Question

Beer shelf life is a problem for brewers and distributors because when beer is stored at room temperature, its flavor deteriorates. When the average furfuryl ether content reaches 6 μg per liter, a typical consumer begins to taste an unpleasant chemical flavor. At α = 0.05, would the following sample of 12 randomly chosen bottles stored for a month convince you that the mean furfuryl ether content exceeds the taste threshhold?

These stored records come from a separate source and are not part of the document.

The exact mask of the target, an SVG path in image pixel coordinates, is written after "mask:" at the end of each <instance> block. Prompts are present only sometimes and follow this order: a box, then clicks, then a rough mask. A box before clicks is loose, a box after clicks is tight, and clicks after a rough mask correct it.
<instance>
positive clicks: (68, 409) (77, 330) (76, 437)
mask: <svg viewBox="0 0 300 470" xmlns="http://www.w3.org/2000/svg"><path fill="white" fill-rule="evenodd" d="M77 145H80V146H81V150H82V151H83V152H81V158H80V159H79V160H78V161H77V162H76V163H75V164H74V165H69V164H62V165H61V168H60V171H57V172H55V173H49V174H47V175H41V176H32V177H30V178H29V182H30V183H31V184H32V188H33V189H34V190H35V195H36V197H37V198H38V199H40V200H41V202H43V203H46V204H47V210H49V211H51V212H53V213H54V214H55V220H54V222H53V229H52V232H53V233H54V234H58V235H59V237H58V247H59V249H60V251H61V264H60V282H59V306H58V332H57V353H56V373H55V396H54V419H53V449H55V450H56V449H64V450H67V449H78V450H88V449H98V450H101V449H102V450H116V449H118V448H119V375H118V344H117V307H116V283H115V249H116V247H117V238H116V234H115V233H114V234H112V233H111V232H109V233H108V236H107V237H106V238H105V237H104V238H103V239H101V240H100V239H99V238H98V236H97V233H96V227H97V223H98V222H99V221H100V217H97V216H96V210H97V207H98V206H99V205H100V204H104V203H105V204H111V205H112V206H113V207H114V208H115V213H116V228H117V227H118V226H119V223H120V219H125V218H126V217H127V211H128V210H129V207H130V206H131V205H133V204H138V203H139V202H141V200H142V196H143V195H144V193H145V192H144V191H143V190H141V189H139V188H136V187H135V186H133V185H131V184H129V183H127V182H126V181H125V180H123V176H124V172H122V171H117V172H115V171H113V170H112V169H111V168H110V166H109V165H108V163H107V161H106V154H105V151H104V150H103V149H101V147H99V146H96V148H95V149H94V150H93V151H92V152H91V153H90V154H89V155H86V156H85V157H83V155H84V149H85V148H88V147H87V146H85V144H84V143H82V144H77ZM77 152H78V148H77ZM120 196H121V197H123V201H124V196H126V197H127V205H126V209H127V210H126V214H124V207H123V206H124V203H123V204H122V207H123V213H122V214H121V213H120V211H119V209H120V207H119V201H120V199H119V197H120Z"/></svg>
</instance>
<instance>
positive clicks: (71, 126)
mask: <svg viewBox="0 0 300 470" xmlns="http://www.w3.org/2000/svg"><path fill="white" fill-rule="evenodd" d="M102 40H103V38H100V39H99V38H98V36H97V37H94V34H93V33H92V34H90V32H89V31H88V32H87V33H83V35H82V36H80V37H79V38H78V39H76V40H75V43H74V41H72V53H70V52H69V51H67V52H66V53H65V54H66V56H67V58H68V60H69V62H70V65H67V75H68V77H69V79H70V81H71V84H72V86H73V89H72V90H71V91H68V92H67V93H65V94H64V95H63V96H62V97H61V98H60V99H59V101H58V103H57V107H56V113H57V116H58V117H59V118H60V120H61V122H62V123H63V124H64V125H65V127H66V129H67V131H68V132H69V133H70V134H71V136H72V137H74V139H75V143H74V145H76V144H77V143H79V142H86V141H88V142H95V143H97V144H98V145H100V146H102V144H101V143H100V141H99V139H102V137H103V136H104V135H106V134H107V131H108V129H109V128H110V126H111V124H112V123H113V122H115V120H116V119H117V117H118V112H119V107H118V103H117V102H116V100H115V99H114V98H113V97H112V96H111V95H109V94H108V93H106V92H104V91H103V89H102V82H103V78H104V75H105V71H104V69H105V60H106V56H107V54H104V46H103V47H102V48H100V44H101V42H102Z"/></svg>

6.94 7.50 5.87 7.92 8.66 7.78 7.95 6.35 6.16 6.28 5.68 7.02
For the following hypothesis:
a) H0: μ ≤ 6 versus H1: μ > 6, what is the value of the test statistic?
b) What is the p-value?
c) At α = .05, we would
i. reject the null hypothesis.
ii.fail to reject the null hypothesis.

Answer 1

a) 3.52

b) 0.002399

c) At α = .05 we reject the null hypothesis.

Explanation:

We are given the following information:

Population mean, μ = 6 μg per liter

Sample size, n = 12

Alpha, α = 0.05

6.94, 7.50, 5.87, 7.92, 8.66, 7.78, 7.95, 6.35, 6.16, 6.28, 5.68, 7.02

`Mean = \displaystyle\frac{\text{Sum of all observations}}{\text{Total number of observation}}`

`Mean =\displaystyle(84.11)/(12) = 7.009`

`\text{Standard Deviation} = \sqrt{\displaystyle\frac{\sum (x_i -\bar{x})^2}{n-1}}`

where
`x_i` are data points,
`\bar{x}` is the mean and n is the number of observations.

`SS.D = \sqrt{(10.03)/(11)} = 0.95`

First, we design the null and the alternate hypothesis

`H_(0): \mu \leq 6\\H_A: \mu > 6`

We use One-tailed t test to perform this hypothesis.

a) Formula:

`t_(stat) = \displaystyle\frac{\bar{x} - \mu}{(s)/(√(n-1)) }`

Putting all the values, we have

`t_(stat) = \displaystyle(7.009 - 6)/((0.95)/(√(11)) ) = 3.52`

b) P-value for one tailed t-test at 11 degree of freedom and α = 0.05 is 0.002399

c) Since P-value < 0.05

The result is insignificant.

Thus, at α = .05 we reject the null hypothesis.